Deve pertanto in primo luogo escludersi che la natura giuridica di società per azioni possa incidere in modo determinante sulla giurisdizione del giudice amministrativo.

Tuttavia la richiesta qui avanzata dal privato afferisce ad una attività di programmazione delle trasmissioni televisive di specifica competenza dell’editore, sotto la vigilanza della Commissione parlamentare competente, che non s’inquadra in una procedura amministrativa alla quale applicare la normativa contenuta nella legge n. 241/90. In particolare l’art. 2 invocato dal ricorrente riguarda procedimenti amministrativi che conseguono obbligatoriamente ad una istanza di parte ovvero che debbano essere iniziati d’ufficio, e nel caso in esame è di tutta evidenza in primo luogo che la scelta dei programmi non avviene attraverso un procedimento amministrativo, che essa comunque non consegue obbligatoriamente ad iniziativa di una parte privata, né che debba essere obbligatoriamente iniziata d’ufficio. E’ attività di natura imprenditoriale rimessa alle scelte dell’imprenditore, anche pubblico, nei limiti del controllo dell’attività di vigilanza.

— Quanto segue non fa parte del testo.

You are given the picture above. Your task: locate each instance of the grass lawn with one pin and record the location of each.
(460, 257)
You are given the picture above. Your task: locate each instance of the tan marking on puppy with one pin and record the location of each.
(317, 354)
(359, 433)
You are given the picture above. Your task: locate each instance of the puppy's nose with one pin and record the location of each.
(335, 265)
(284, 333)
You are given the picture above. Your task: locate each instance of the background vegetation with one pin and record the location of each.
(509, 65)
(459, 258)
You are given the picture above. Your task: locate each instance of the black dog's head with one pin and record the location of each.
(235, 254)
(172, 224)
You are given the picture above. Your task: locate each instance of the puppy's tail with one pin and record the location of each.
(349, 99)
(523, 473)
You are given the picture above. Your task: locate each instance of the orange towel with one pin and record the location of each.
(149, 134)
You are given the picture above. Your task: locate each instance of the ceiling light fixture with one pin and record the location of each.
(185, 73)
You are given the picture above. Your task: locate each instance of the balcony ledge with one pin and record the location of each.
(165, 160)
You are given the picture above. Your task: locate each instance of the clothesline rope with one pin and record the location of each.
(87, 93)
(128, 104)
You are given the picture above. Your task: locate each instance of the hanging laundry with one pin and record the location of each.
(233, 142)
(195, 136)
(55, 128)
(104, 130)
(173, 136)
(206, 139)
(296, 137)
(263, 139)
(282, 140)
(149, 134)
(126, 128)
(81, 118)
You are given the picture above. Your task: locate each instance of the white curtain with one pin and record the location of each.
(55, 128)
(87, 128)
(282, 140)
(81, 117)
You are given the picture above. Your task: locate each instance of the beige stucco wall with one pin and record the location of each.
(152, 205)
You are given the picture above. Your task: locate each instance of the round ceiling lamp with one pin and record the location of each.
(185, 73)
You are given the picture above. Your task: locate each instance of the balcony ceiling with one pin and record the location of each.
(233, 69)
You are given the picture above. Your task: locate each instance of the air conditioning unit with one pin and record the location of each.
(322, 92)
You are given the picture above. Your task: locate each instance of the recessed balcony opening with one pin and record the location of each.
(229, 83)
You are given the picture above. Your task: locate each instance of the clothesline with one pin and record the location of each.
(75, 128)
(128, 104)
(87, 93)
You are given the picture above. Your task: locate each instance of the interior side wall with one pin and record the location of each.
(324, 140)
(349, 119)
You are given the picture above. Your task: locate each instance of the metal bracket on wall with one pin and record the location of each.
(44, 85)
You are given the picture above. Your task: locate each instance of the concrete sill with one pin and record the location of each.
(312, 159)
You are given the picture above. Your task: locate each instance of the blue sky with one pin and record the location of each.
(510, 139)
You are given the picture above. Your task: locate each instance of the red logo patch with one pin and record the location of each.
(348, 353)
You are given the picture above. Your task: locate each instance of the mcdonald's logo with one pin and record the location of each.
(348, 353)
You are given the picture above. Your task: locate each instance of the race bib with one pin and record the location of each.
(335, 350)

Di fronte quindi ad un privato che chiede alla RAI di inserire una propria iniziativa nell’ambito della programmazione della rete non sussiste alcun obbligo della stessa RAI di provvedere, sia perché nessuna specifica disposizione lo prevede, sia soprattutto perché nella fattispecie non appare applicabile l’invocata normativa della legge n. 241/90.

E’ appena il caso di soggiungere come la libertà di pensiero di cui all’art. 21 della Costituzione non possa essere letta nel senso che ogni cittadino vanti una posizione giuridica qualificata nei confronti di qualsiasi testata giornalistica o televisiva (ancorché concessionaria di un servizio pubblico) per l’inserimento e la diffusione del suo pensiero; il suddetto principio costituzionale deve essere ovviamente contemperato con altri (tra i quali l’art. 41) e detto contemperamento può essere assicurato solo dalla legge.

Per i suddetti motivi il ricorso deve essere respinto.

La condanna al pagamento delle spese di giudizio segue la soccombenza; esse sono liquidate nella misura indicata in dispositivo.

P.Q.M.

Il Tribunale Amministrativo Regionale per il Lazio (Sezione Terza Ter)

definitivamente pronunciando sul ricorso, come in epigrafe proposto, lo respinge.

Condanna il ricorrente al pagamento in favore della R.R.I. delle spese di giudizio che liquida in complessivi Euro 3.000 (tremila)

Ordina che la presente sentenza sia eseguita dall’autorità amministrativa.

Testo non ufficiale. La sola stampa del bollettino ufficiale ha carattere legale.